I wrote this post a couple months ago, but I really feel that it should be outside of draft status.

I’ve been thinking a lot about transformations lately, which has spurred from so many different directions and mediums. An email found its way to my inbox, requesting an update from an article written about me in 2006 (and my single life), for one. This person, I’m sure with good intentions, basically wanted to know if I ended up “happy”… but also wanted to know about the dating scene in Cleveland. The latter, I’m sure is awful (because isn’t it awful everywhere); the former: undoubtedly, yes.

[Ed note: I never responded to the letter, and yes, I told my partner about it.]

Ultimately, the whole thing left me feeling exposed all over again. I didn’t really like feeling exposed then (yes, despite agreeing to have the magazine do an article about me), and particularly now, my former life (and all its mishaps and misadventures) feels like some deep secret that I need to keep closeted away.

Prior to this email, I was equally caught off-guard when catching up on my Rich Roll podcast, to hear the infamous name of a fellow blogger (some would probably call us both douchebags or some derivative in our collective blogger heyday): Tucker Max. We both reveled in a lifestyle of partying and drinking and sipping up every opportunity to be wild and independent of really any responsibility. Those were our 20s. And in the early blogging days, bloggers like us wrote about their dating exploits — the good, the sad, the cringe-worthy, and the total destruction of messy break-ups and subsequent loneliness. He, obviously, wrote a lot more about the sex.

[Read: Tucker Max gives up the game {via Forbes}]

I broke up with my old blog (and its identity) years ago and never looked back. I experienced growth far beyond that identity (even if there are still many who refuse to believe that a person can change — family included). There was an inherent shame that was soon evident, attaching my online persona to that of Real Life Me, which affected me deeply both personally and, I honestly think, professionally, despite my feelings of pride at the time. People made me feel really, really bad about who I was. So I did a lot of soul-searching and friend searching and acceptance searching — in a lot of bad ways. For a lot of years. But it took a lot of digging in to uncover what was truly going to make me happy (was I not happy?). Make me even a better person (was I really that terrible or that different from any other single 20-something person?). In any event, that type of lifestyle was sure to run its course, and it did, and I have evolved. And I’ve moved on.

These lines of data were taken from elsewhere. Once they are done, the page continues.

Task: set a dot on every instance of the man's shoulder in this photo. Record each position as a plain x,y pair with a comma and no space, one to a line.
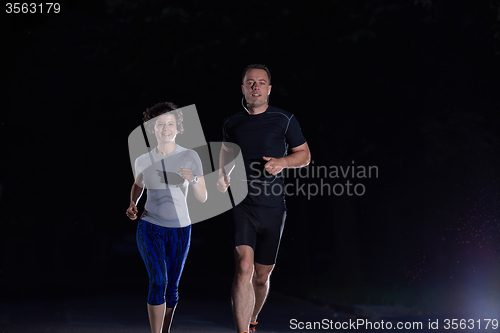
277,111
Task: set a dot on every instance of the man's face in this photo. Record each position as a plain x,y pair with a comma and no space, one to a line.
256,87
166,128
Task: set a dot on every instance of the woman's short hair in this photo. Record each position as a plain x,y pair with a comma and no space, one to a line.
163,108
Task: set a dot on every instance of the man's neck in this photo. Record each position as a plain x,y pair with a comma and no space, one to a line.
257,110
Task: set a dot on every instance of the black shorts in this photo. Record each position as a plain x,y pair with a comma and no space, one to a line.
259,227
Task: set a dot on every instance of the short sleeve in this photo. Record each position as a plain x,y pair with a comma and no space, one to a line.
293,133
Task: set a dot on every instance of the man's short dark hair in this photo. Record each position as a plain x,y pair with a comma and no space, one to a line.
256,66
163,108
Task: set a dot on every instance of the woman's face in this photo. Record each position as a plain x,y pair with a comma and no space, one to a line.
166,128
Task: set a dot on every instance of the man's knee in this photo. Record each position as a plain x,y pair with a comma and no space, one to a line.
262,274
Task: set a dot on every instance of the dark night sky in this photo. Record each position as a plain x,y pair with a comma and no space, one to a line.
408,86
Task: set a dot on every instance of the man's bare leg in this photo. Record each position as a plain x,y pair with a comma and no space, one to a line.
156,315
243,296
261,283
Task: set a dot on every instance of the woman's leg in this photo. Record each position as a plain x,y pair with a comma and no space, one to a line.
177,249
151,245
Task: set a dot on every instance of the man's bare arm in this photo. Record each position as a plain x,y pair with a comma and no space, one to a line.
300,157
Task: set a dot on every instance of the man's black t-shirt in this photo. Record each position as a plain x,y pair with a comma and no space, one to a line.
268,134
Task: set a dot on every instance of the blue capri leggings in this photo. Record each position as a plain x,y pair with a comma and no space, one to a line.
164,251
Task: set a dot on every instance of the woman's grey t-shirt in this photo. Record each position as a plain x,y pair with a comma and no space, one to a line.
166,204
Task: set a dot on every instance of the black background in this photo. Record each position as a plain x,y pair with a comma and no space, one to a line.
408,86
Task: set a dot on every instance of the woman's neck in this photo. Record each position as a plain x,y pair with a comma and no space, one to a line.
163,149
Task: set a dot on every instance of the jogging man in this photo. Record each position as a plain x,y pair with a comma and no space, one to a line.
264,134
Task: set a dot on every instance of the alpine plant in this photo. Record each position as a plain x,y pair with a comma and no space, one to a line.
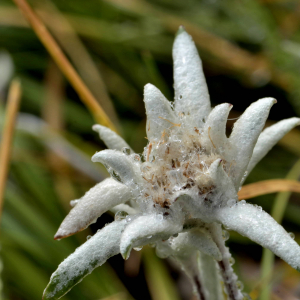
182,189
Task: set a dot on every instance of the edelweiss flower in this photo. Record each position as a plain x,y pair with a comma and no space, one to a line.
182,189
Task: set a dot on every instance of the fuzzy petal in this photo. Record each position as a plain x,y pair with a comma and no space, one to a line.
215,127
269,138
110,138
93,253
244,136
119,165
191,93
159,113
257,225
224,190
189,264
92,205
147,229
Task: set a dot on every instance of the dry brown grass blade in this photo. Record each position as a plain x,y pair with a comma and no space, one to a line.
13,102
63,63
67,37
267,187
232,57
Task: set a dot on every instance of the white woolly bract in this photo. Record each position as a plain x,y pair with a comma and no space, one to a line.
92,205
254,223
93,253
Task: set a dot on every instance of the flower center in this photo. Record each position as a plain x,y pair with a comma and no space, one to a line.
174,164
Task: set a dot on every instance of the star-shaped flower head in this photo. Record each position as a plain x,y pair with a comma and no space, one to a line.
184,185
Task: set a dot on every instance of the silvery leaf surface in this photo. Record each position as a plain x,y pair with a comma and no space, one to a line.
92,205
269,138
147,229
111,139
260,227
93,253
191,93
244,137
214,130
121,164
160,116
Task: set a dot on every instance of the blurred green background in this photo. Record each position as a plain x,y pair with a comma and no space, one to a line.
250,49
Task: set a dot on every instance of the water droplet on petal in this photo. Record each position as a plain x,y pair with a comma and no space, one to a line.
292,235
246,297
120,215
126,150
136,157
74,202
240,285
138,248
225,235
231,202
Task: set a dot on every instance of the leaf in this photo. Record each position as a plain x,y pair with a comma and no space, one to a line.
93,253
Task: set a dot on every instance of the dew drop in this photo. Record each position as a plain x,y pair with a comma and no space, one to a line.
240,285
126,150
225,235
120,215
246,297
292,235
136,157
137,248
231,202
128,219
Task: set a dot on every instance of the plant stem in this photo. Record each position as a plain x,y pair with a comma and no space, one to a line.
229,277
13,101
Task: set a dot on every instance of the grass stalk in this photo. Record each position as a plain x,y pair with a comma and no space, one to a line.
67,69
277,213
13,102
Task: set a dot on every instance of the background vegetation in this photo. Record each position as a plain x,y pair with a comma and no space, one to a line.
250,49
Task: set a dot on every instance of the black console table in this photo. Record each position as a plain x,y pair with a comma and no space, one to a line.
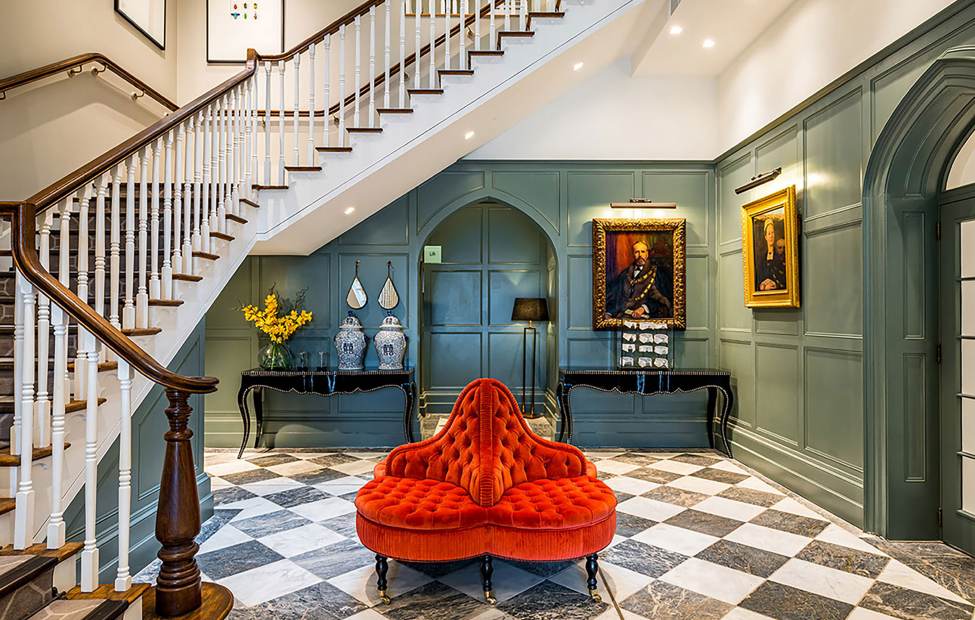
323,383
649,382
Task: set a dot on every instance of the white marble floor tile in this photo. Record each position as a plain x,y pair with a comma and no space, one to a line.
687,542
822,580
508,580
649,508
633,486
267,582
730,508
901,575
361,583
676,467
720,582
699,485
296,541
324,509
769,539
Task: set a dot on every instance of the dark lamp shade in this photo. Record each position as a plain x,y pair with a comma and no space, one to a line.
530,309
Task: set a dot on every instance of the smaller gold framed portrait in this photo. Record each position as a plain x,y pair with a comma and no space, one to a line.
770,250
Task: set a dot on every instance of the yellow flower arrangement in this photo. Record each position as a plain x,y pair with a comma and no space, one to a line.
279,329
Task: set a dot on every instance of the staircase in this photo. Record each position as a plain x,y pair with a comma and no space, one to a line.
111,268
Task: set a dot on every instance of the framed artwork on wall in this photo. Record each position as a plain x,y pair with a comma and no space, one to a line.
233,26
770,250
638,272
146,16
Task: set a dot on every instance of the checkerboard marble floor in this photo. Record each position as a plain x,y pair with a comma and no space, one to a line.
699,536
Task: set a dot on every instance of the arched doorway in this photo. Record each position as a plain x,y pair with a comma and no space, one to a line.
919,477
491,253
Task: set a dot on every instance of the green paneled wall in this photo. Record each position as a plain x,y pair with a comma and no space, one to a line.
561,199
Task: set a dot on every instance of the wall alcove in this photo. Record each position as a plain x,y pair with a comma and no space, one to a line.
913,461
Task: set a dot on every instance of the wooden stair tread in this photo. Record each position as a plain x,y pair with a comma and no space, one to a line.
107,592
60,554
166,303
217,603
13,460
142,331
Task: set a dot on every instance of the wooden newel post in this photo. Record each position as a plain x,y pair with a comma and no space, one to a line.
178,588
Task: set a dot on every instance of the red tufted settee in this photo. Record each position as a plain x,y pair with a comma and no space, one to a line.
485,486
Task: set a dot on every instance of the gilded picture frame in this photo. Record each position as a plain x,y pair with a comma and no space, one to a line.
770,250
638,272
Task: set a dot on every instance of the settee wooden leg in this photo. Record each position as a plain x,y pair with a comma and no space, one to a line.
487,570
382,566
591,568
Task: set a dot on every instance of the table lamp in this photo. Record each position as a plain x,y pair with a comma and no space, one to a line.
529,309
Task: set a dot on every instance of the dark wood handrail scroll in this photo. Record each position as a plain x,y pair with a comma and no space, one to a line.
70,64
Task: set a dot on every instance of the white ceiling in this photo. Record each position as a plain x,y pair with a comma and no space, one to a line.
732,24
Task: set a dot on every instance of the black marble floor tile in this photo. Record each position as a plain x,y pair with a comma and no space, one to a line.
704,522
340,558
751,496
630,525
252,475
642,558
296,496
720,475
236,559
678,497
908,604
743,558
270,523
433,601
550,601
787,603
663,601
788,522
844,558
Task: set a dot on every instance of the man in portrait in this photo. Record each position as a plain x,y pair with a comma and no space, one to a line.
643,290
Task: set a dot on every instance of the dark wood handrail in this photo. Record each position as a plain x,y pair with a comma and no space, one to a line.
28,77
23,221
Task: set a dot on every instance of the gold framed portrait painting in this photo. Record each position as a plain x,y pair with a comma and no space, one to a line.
770,251
638,272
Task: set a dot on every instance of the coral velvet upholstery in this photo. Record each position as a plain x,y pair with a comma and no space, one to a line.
486,484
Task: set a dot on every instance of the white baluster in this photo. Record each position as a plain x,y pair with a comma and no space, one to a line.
123,581
114,250
296,119
155,289
142,296
24,517
167,267
356,70
89,555
56,527
311,105
128,309
342,85
372,66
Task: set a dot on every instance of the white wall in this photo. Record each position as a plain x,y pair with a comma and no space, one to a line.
612,115
810,45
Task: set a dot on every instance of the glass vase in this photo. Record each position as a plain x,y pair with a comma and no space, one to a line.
275,356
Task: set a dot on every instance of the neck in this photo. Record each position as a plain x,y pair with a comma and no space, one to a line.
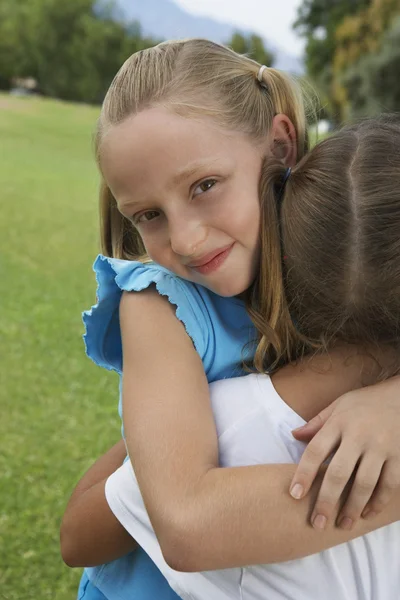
313,383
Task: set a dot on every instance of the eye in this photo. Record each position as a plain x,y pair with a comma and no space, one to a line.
204,186
147,216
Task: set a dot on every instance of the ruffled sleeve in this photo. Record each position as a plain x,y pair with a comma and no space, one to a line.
102,329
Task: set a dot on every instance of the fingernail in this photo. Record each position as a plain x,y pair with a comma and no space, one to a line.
319,522
297,491
346,523
369,514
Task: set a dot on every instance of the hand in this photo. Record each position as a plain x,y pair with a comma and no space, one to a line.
361,431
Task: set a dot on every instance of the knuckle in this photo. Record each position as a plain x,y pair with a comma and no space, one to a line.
314,452
324,507
390,484
336,475
364,484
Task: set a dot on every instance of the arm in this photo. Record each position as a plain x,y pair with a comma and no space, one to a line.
361,429
90,534
204,517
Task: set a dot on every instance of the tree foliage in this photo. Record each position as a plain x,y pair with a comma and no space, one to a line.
367,61
352,54
253,46
317,21
73,48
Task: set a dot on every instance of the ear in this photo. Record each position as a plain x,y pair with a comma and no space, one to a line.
284,140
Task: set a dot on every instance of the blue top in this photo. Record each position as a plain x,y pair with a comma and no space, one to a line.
222,333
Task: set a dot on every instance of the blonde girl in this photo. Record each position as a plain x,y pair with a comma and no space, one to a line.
182,136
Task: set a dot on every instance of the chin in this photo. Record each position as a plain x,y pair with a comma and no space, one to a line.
231,290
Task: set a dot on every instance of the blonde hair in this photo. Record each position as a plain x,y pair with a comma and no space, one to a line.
332,241
193,77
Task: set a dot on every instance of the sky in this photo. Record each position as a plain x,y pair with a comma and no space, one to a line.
273,19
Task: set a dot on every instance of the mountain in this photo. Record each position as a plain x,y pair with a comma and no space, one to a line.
164,19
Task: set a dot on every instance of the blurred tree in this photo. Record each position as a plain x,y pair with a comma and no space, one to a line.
317,21
253,46
366,63
70,48
371,84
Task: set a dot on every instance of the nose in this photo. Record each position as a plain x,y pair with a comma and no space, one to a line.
187,236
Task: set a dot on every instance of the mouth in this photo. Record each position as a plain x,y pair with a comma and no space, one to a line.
212,261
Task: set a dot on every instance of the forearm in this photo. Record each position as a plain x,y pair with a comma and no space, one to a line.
90,534
240,516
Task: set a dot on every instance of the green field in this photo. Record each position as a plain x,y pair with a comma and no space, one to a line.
59,411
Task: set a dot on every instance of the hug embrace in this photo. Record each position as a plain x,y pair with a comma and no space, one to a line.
249,299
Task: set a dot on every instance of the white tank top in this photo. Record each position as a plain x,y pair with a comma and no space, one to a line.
254,427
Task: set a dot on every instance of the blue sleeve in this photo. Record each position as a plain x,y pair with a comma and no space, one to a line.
102,329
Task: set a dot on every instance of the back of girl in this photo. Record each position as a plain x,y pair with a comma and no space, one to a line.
337,225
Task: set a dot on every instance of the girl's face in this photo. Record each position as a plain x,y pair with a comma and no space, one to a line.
191,189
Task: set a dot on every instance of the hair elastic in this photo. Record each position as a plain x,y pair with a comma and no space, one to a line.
283,184
260,73
287,175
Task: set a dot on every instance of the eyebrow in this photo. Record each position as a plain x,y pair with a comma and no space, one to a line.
193,169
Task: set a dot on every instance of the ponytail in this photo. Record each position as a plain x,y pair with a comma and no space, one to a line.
118,237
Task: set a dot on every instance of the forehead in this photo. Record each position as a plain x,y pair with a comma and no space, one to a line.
159,143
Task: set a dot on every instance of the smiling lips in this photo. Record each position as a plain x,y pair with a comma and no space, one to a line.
212,261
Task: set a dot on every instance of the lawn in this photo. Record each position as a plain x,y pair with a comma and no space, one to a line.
59,411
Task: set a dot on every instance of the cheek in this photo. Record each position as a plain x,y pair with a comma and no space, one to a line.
154,246
245,219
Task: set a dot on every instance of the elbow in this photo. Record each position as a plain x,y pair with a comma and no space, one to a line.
69,547
180,543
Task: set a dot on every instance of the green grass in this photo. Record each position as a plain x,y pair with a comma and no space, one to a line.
58,410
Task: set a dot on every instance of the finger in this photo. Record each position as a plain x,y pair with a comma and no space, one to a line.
388,482
317,451
310,429
335,479
365,481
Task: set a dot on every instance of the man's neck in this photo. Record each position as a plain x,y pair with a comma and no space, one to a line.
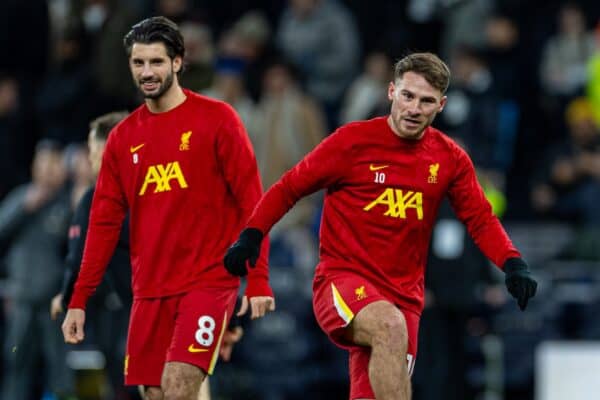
168,101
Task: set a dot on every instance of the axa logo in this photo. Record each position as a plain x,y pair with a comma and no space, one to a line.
398,202
161,176
360,293
433,170
185,141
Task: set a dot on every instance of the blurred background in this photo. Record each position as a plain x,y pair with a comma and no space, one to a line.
524,101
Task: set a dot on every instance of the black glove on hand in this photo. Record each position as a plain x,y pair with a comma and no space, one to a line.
518,281
245,249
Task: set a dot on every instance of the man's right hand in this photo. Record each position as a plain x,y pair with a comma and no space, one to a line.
245,250
56,306
73,326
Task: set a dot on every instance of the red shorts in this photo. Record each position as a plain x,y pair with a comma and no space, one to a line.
187,328
336,300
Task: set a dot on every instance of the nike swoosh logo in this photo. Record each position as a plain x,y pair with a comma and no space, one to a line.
133,149
193,349
377,168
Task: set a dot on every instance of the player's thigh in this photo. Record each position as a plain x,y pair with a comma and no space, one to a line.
202,318
151,328
380,321
181,380
338,299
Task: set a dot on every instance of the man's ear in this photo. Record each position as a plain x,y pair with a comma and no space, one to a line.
391,89
177,64
443,103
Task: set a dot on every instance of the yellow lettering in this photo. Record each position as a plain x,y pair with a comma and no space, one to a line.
398,202
161,176
387,198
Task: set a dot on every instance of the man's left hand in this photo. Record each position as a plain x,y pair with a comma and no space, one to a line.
259,306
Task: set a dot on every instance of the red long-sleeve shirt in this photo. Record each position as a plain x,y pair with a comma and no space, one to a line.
189,180
383,193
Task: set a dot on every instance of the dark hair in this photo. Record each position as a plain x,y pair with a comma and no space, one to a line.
104,123
153,30
428,65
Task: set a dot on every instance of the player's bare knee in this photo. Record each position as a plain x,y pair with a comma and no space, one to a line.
152,393
391,332
181,381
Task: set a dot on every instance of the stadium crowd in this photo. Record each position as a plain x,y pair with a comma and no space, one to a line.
524,100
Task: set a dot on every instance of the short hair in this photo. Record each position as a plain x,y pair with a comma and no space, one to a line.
153,30
428,65
105,123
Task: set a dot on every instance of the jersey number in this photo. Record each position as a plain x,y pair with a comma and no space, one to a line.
204,334
380,177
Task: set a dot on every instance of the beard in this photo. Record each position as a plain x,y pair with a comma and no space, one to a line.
158,92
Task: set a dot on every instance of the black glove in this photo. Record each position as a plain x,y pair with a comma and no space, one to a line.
245,249
518,281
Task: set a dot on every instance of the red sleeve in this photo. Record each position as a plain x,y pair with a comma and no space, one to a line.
106,217
474,210
323,167
238,163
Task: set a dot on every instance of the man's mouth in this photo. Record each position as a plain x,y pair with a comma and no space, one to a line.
412,122
150,85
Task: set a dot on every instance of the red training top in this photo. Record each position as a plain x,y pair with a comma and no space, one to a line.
190,180
383,193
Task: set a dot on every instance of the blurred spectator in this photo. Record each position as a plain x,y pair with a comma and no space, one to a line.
250,40
33,222
79,169
567,185
12,152
289,125
320,37
503,52
368,92
563,67
106,22
179,11
458,279
199,55
475,113
593,84
228,86
66,99
110,305
464,24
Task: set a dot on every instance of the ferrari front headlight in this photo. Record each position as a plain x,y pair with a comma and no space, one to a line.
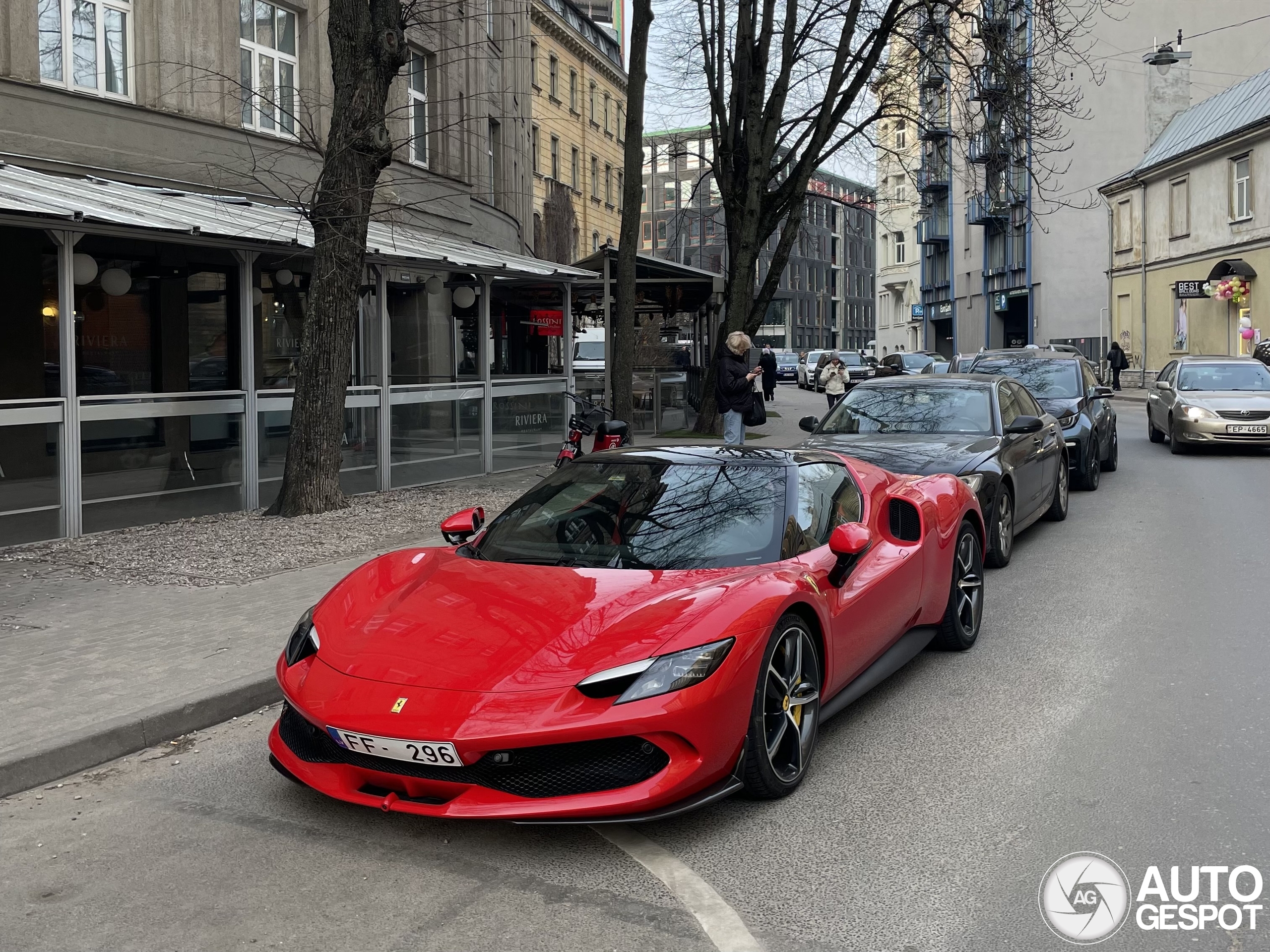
303,642
677,672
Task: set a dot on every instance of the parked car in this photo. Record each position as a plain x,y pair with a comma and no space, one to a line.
786,366
1208,400
910,361
1065,384
640,634
987,431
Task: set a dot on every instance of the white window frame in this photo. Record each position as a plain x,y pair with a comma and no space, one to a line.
66,51
276,122
1241,188
420,61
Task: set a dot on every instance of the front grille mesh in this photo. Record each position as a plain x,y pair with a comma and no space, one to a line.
550,771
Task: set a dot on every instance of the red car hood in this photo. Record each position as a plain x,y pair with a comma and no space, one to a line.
431,619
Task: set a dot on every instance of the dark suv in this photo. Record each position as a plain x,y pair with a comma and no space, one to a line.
1065,384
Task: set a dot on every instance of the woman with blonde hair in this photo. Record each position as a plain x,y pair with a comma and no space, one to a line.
734,388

What took the longest was my self-worth. That I was worthy of praise and accomplishment and, most of all, love. That’s a ridiculous thing to admit, right? But man… I felt so damned and worthless for a huge bulk of my early adulthood. And it was all online. Exposed. Shamed.

I think that’s what made reading Jon Ronson’s “So You’ve Been Publicly Shamed” so… pained for me. The differences in actions and behaviors of shaming so abunduntly different online versus real life, but wholly affecting the person subjected to this public display of admonishment in BOTH. That pain, I think, lingers deep and long. And even more sad (and a lot more recent), Bullies came out like cockroaches despite the best efforts in pest control.

I found peace in my transformations, to be sure, and I don’t go searching for anyone’s permission or acceptance to living my own life… but that email definitely stirred up some bad memories.

More reading: How does one go about re-inventing oneself? For me, it wasn’t so much calculated as it was maturity and experience. And an absence of naivete. Letting go of things that no longer serve you, so they say. My buddy Justin (if you followed that link at the beginning of this paragraph) sums it up so succinctly: All you have to do is think differently and act accordingly.

Related posts:

  • I’ve had some interesting discussions about “happiness” lately. One thought I keep bouncing on is the idea that happiness is overrated compared to purpose. Happiness comes and goes; it’s great, but it’s partly great because it’s impermanent, so its absence makes us desire it more and appreciate it when it’s here. But purpose is what drives fulfillment, which can be far more lasting.

    Which is not to say “don’t pursue happiness,” so much as “pursue fulfillment and you’ll likely find happiness at various points along the way.”